J’ai toujours dit que nous pouvions faire de la politique autrement, que c’est même une nécessité. J’éclaire sans doute un peu les consciences en faisant ce que j’ai fait. Faire de la politique, c’est aussi être cohérent avec ses valeurs, et savoir ne pas se taire. D’après moi, le pouvoir fait peur. Trop de pouvoir tue. Il faut trouver des systèmes de régulation.

 

2014 : Les municipales

 

Envisagez-vous une candidature en 2014 sur Colomiers ?

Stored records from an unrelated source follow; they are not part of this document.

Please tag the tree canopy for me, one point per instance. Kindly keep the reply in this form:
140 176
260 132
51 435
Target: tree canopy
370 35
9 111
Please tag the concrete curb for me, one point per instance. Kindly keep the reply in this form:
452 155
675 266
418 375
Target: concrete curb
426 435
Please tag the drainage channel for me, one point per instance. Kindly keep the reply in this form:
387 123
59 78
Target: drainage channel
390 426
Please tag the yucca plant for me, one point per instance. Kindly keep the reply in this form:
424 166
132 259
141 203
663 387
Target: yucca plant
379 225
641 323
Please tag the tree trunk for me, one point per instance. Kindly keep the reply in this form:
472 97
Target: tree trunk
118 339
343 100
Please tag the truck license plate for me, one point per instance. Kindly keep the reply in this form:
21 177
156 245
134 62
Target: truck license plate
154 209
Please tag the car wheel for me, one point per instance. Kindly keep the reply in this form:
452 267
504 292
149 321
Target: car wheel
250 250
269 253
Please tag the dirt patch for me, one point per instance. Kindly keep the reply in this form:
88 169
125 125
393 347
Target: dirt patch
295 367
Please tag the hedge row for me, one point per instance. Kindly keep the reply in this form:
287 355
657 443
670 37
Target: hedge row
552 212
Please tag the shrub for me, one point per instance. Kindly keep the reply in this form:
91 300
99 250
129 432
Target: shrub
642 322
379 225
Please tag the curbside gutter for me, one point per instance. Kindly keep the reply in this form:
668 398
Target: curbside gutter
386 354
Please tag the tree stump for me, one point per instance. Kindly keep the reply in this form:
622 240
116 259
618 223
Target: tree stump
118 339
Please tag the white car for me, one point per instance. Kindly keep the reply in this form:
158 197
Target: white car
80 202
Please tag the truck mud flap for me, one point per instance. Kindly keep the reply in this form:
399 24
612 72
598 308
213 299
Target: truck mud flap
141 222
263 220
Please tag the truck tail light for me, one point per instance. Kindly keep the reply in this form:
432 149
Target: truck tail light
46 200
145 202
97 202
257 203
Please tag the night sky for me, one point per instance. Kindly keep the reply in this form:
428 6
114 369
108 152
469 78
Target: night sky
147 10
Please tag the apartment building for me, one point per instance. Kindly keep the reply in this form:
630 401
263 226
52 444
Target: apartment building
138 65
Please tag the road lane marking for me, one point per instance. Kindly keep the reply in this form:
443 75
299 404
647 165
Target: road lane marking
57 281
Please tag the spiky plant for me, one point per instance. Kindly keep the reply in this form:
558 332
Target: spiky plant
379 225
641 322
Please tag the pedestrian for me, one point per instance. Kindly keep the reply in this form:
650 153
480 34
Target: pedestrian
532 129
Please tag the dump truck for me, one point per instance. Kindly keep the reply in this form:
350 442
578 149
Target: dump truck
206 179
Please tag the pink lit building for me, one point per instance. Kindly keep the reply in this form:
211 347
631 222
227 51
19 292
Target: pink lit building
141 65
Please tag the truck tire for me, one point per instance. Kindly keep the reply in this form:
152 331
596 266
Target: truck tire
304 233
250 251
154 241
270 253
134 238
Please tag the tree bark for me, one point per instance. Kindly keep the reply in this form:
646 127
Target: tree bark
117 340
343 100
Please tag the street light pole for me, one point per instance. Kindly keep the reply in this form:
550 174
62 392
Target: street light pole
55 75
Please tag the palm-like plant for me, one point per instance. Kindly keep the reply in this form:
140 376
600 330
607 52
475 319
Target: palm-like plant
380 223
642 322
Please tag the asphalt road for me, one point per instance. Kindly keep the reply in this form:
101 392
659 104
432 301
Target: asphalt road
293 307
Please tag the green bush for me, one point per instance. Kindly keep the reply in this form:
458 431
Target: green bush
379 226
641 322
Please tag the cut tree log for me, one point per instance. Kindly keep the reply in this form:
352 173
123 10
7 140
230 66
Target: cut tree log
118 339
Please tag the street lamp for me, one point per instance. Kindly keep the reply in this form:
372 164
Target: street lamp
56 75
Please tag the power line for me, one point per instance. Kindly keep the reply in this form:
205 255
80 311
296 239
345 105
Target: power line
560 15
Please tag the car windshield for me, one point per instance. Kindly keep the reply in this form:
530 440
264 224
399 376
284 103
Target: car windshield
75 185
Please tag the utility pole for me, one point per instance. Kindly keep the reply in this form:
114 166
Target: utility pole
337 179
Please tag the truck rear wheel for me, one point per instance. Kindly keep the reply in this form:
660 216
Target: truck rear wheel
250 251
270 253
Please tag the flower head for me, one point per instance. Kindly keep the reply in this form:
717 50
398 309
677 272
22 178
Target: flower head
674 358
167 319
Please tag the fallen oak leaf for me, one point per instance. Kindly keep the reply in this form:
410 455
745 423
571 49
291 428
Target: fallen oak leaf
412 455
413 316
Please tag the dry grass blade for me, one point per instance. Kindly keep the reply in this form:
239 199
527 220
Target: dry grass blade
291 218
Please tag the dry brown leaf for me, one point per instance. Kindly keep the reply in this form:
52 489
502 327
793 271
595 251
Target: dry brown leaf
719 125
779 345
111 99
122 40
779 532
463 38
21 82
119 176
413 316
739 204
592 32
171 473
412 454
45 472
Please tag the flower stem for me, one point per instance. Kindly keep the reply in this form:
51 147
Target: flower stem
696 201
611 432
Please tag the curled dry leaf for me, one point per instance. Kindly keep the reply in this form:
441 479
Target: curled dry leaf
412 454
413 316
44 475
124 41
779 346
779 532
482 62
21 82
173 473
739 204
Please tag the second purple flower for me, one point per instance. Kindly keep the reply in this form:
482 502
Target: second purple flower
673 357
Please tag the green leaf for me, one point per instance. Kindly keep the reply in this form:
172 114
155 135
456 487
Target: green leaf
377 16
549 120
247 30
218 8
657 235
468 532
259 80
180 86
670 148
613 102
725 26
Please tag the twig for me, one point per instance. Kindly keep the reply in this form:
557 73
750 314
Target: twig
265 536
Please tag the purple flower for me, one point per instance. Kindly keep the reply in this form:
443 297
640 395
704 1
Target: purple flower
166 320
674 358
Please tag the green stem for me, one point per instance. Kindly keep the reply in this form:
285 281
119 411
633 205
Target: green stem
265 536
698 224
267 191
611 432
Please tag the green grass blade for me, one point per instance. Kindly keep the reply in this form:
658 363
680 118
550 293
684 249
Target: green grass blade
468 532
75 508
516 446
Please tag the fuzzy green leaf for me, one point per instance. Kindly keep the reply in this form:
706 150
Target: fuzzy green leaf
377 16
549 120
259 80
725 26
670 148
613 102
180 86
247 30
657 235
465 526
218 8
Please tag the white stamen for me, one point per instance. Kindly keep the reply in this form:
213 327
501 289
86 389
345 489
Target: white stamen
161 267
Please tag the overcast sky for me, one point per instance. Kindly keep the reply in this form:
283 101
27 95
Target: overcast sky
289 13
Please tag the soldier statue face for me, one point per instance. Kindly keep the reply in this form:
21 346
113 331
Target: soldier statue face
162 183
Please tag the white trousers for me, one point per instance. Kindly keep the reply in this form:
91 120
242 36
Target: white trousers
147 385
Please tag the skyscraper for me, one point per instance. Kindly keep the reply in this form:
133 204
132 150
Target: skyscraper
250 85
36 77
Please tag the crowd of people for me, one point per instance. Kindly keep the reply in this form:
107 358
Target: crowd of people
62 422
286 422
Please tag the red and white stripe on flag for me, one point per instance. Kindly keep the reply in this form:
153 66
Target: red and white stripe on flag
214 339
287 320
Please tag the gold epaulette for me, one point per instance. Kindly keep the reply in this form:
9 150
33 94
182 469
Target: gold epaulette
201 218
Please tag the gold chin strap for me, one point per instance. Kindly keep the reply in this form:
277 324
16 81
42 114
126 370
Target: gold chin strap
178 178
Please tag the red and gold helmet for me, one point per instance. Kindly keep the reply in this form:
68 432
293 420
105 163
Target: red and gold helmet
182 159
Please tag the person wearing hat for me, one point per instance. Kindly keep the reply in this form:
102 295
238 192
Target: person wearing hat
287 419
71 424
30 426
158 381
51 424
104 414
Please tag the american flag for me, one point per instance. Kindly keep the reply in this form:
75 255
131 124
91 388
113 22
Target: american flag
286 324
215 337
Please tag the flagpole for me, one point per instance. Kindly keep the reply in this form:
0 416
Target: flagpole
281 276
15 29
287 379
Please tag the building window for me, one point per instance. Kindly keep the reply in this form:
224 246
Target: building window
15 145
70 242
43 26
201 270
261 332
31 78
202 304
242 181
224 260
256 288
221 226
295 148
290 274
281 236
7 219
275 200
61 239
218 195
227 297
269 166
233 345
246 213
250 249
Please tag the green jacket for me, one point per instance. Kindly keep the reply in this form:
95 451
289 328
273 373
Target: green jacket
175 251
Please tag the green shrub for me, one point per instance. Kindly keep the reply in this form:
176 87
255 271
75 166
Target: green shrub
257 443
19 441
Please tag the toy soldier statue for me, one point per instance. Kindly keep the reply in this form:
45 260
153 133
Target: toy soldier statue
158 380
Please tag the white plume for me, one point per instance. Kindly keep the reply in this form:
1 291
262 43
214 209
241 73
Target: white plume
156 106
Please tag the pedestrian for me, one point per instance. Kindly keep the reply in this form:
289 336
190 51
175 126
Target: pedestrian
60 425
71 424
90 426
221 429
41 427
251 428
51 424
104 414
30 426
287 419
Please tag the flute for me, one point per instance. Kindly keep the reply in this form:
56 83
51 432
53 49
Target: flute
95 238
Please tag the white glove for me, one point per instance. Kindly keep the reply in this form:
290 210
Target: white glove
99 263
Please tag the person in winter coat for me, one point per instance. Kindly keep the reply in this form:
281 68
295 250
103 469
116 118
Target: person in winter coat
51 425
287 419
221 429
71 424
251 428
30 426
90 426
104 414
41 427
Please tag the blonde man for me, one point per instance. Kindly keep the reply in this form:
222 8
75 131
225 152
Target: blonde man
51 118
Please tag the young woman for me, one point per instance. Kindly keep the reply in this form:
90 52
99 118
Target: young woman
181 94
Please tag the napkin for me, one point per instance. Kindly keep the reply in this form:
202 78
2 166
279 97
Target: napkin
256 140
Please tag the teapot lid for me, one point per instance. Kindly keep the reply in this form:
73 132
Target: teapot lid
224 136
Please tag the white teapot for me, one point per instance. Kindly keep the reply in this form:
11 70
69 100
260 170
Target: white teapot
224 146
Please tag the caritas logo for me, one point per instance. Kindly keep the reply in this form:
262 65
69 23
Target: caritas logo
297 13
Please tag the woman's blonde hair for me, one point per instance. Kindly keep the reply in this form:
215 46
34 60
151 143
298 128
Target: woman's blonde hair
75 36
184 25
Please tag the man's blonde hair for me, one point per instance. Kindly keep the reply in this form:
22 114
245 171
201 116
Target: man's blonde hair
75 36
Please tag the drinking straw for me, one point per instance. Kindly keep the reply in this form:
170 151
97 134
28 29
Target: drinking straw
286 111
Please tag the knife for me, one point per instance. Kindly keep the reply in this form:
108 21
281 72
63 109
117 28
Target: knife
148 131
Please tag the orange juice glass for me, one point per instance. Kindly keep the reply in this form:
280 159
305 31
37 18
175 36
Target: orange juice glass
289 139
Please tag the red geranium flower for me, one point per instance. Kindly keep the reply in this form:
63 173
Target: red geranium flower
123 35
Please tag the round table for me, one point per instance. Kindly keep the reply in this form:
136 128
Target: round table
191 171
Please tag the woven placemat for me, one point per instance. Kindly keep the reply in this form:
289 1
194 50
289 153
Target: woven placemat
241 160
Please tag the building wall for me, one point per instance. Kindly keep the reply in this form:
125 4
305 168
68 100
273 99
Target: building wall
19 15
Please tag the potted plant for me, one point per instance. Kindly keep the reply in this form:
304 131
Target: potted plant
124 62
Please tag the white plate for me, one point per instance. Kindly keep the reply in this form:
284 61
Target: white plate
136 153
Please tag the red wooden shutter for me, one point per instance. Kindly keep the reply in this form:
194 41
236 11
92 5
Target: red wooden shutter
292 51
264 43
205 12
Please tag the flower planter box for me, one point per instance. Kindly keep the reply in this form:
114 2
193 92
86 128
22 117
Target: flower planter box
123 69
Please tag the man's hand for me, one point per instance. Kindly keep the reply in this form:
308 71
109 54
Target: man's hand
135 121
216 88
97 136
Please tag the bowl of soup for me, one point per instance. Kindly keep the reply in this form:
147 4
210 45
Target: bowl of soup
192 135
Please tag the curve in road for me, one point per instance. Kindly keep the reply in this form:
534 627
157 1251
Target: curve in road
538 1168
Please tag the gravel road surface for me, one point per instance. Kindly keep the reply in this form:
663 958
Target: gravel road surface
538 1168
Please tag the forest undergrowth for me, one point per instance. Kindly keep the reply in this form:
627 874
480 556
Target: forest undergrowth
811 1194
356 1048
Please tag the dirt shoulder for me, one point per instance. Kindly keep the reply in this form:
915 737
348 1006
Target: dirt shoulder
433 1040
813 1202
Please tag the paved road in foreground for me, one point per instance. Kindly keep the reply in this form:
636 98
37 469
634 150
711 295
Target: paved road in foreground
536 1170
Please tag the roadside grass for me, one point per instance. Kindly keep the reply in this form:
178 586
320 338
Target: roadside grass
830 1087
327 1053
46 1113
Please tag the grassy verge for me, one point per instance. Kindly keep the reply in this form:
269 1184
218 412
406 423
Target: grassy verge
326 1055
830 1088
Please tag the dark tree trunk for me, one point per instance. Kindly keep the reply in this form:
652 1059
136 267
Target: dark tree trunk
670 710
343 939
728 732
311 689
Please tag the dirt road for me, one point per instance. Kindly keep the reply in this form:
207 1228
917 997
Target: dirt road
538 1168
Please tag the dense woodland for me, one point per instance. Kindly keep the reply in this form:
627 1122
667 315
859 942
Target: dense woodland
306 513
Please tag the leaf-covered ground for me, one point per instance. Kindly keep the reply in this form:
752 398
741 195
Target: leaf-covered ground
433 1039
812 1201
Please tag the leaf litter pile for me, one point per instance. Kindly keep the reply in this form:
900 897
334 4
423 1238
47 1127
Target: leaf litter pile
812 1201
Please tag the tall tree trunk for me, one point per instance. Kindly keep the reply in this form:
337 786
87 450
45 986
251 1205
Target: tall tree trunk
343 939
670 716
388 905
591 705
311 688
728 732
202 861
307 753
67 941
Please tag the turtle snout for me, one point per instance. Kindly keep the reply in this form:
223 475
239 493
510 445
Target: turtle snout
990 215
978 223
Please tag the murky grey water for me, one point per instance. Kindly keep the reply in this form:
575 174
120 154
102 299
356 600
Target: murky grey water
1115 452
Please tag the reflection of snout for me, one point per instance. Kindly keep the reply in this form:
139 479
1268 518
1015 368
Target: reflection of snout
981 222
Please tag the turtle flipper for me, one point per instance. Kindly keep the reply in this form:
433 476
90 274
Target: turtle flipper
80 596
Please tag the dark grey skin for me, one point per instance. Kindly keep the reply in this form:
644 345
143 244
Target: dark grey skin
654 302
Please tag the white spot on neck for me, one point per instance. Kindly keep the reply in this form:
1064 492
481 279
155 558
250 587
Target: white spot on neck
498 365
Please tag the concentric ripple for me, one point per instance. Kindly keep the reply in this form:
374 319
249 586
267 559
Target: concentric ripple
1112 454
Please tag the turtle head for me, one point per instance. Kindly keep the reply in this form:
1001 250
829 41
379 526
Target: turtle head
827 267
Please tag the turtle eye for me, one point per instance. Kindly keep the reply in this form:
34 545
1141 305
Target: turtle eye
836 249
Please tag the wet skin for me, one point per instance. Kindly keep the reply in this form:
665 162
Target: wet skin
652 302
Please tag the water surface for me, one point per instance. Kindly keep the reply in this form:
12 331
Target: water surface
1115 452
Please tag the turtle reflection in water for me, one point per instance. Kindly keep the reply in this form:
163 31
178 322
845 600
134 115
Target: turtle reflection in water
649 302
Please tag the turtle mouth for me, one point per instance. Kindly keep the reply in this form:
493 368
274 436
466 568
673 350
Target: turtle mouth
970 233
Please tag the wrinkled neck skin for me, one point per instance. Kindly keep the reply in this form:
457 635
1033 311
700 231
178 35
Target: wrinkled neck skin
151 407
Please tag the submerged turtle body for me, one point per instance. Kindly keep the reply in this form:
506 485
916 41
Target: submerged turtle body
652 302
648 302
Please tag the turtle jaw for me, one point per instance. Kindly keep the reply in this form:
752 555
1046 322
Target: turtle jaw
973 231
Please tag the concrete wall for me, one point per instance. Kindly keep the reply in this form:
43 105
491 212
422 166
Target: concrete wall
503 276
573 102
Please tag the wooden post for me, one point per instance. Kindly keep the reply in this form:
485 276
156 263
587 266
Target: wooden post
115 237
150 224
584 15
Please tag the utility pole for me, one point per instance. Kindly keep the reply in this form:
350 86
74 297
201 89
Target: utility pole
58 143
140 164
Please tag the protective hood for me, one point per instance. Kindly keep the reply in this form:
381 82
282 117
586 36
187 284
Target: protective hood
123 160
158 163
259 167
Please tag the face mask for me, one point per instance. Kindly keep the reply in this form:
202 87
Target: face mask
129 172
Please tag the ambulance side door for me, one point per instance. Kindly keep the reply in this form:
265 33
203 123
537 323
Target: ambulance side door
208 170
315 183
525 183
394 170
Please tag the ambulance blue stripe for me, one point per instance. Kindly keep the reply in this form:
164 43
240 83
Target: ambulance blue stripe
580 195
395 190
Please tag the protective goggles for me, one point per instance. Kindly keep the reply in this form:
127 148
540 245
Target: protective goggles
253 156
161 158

A l’heure où je vous parle, je n’ai pris aucune décision concernant mes propres envies politiques. Quand les gens dans la rue me disent qu’ils aimeraient que je sois candidat, je leur réponds : « Ce n’est pas une tête qui changera la ville, mais un collectif, un mouvement social, une population décidée». Je suis très attentif à la capacité créatrice des habitants, car il y a trop de porteurs de projets locaux que nous n’entendons pas. Certains d’entre eux ont peut-être les solutions de demain. Il faut donc encourager les démarches citoyennes et associatives. Il faut les valoriser, y compris politiquement. Partageons le pouvoir !

 

En termes de rassemblement, vous ne vous donnez pas de limites ?

Je ne me donne en effet aucune limite. Tout est ouvert, à condition qu’il y ait de l’intelligence collective. Il y a beaucoup de scénarii qui s’ouvrent à nous. Mais je ne suis pas naïf pour autant, je sais très bien qu’il y a des « choses » qui se passent dans cette mairie : Le PS y est divisé, un adjoint a même été évincé de ses fonctions récemment. A droite et au centre, comme chez les  écologistes et au Front de Gauche, il y a des gens qui ont envie de faire avancer des projets, mais qui ont surtout cette envie partagée de faire tomber un système… Il y a certainement quelque chose qui peut se passer…

Propos recueillis par Elsa Nardari et Thomas Simonian

*Pierre Izard avait qualifié l’élue centriste du canton de Rieumes, Jennifer Courtois-Périssé, de « jeune fille » en plein débat sur le budget.